All das heisst aber nicht, dass es kein gutes Buch ist - Florian Illies beobachtet ziemlich scharf und hat ein beeindruckendes Gedaechtnis.
(Ich habe gerade das Gefuehl, dass mein Artikel genauso unstrukturiert ist, wie ich es dem Buch vorwerfe… entschuldige)
Auf jeden Fall also: viel Spass beim Lesen, und erzaehl mal, was du davon haeltst!
Viele Gruesse,
barbara

Huhu!

Vielen Dank für deine ausführliche Kritik!
Ich denke, ich werde bei Gelgenheit mal wagen :wink: Vielleicht hat die Stadtbiblitothek das Buch ja, dann leihe ich es erstmal nur aus.

ja, ich hab’s gelesen, und finde es durchaus lesenswert (vor
allem, wenn man selbst der Generation Golf angehoert).

Naja, bin 25 - das haut noch so hin :wink:

Und aergerliche Tippfehler habe ich auch gefunden; das mag
kleinlich sein, aber mich stoerts (vor allem, wenn der Autor
gerade ueber die Penibilitaet der Generation spricht. :open_mouth:)).

*lach* Sowas stört mich in Büchern aber auch!

Auf jeden Fall also: viel Spass beim Lesen, und erzaehl mal,
was du davon haeltst!

Ja, mache ich dann später mal - kann aber noch etwas dauern!
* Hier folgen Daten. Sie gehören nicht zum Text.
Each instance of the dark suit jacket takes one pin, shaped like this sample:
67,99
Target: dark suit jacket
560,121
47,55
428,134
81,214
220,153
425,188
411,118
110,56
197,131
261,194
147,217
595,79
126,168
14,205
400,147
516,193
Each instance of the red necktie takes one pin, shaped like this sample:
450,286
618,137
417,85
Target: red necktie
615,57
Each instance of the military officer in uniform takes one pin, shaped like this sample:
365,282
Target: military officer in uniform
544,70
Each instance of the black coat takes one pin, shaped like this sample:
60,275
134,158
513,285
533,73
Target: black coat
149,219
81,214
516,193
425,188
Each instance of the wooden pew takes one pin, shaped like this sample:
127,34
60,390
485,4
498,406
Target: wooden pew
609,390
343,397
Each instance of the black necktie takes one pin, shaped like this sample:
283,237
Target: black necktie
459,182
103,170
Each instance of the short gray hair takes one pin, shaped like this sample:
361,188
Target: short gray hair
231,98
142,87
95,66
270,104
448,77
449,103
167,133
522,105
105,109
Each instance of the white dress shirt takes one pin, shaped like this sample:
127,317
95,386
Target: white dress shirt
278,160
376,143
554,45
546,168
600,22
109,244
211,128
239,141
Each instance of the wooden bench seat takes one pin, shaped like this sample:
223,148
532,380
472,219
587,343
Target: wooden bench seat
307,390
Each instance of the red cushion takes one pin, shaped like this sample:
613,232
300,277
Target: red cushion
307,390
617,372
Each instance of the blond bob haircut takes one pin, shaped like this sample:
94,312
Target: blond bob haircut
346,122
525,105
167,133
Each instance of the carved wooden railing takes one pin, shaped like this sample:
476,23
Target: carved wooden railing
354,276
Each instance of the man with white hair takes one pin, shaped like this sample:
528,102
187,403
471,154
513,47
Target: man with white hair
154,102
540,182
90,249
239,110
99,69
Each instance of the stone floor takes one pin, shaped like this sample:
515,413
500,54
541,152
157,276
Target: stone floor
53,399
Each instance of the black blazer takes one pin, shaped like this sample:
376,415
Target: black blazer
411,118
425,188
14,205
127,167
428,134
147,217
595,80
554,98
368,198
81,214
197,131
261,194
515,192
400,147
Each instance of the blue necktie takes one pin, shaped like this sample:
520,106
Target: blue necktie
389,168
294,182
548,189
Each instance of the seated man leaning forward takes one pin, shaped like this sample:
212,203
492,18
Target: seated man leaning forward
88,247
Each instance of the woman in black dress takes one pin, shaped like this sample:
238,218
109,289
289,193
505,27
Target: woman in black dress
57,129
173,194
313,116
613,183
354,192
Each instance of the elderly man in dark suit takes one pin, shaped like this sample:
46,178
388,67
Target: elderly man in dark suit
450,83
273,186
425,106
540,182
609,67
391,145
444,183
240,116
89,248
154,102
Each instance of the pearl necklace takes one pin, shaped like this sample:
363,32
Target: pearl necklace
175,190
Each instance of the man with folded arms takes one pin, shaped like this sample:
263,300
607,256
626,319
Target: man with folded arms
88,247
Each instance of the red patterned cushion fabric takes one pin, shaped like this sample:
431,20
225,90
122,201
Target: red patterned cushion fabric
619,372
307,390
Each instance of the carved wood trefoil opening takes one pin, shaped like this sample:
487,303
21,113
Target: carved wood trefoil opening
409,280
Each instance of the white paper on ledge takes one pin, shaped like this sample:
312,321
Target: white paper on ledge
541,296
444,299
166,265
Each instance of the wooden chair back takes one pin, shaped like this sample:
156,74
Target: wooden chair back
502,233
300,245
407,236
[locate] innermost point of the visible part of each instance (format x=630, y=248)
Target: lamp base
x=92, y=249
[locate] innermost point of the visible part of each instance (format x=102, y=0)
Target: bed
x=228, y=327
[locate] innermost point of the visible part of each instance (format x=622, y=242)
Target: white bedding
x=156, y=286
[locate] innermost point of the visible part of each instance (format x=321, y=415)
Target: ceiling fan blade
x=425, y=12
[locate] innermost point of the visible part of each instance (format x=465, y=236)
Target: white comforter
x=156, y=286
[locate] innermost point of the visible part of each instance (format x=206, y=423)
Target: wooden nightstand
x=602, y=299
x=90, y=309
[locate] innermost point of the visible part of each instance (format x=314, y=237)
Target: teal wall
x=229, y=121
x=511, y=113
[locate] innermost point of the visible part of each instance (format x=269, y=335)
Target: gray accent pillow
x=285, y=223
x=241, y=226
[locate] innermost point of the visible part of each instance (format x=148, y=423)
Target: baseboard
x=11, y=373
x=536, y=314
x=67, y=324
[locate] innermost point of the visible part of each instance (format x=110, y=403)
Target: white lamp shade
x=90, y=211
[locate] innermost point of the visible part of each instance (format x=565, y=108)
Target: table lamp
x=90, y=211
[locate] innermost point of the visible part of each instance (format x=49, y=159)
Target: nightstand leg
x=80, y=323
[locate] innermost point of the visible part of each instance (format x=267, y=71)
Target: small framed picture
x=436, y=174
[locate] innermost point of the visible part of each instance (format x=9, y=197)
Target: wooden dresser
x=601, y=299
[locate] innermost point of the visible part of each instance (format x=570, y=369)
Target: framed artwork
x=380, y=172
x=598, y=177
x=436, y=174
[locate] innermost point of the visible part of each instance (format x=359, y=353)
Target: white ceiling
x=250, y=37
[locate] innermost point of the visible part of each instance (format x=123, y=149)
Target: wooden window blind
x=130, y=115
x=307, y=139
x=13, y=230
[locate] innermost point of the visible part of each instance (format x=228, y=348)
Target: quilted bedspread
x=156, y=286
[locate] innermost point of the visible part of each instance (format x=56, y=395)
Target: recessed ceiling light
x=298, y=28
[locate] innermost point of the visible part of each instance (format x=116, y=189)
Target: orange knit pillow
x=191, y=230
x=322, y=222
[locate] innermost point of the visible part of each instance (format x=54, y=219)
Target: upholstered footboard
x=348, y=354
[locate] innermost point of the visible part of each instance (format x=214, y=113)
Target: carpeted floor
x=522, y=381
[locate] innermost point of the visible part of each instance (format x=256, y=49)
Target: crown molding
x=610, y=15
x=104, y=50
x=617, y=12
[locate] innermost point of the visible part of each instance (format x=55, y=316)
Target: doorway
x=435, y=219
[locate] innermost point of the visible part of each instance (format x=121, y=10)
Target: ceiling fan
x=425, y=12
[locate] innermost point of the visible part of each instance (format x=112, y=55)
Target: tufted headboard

Ich habe hier noch einige andere Bücher liegen… :smile: *freu*

Bye, Vanessa

Ich habe das Buch auch gelesen.
Am Anfang war ich auch total begeistert, aber das verflog dann immer mehr (naja, hatte auch nie 'nen Golf). Irgendwann hatte ich nicht mehr dieses begeisternde Gefühl von „ach, ja, genau so war das“. Es fehlen leider so zentrale Sozialisations-Agenturen wie Colt Seavers, Captain Future, der Flutschfinger, der C64, der Unterschied zwischen „Hallo Spencer“ und der „Sesamstraße“ und dieses seltsame Phänomen, daß in den Musikvideos alle Frauen aussehen wie Nutten (was damals irgendwie niemand gemerkt hat).
Das Buch läßt in der Tat irgendwie nach beim Lesen. Aber trotzdem insgesamt ganz nett. Im Leben-Teil der „Zeit“ war auch mal eine Doppelseite über die 80er - mit ganz vielen Bildern.

Also insgesamt ist das doch recht lesenswert.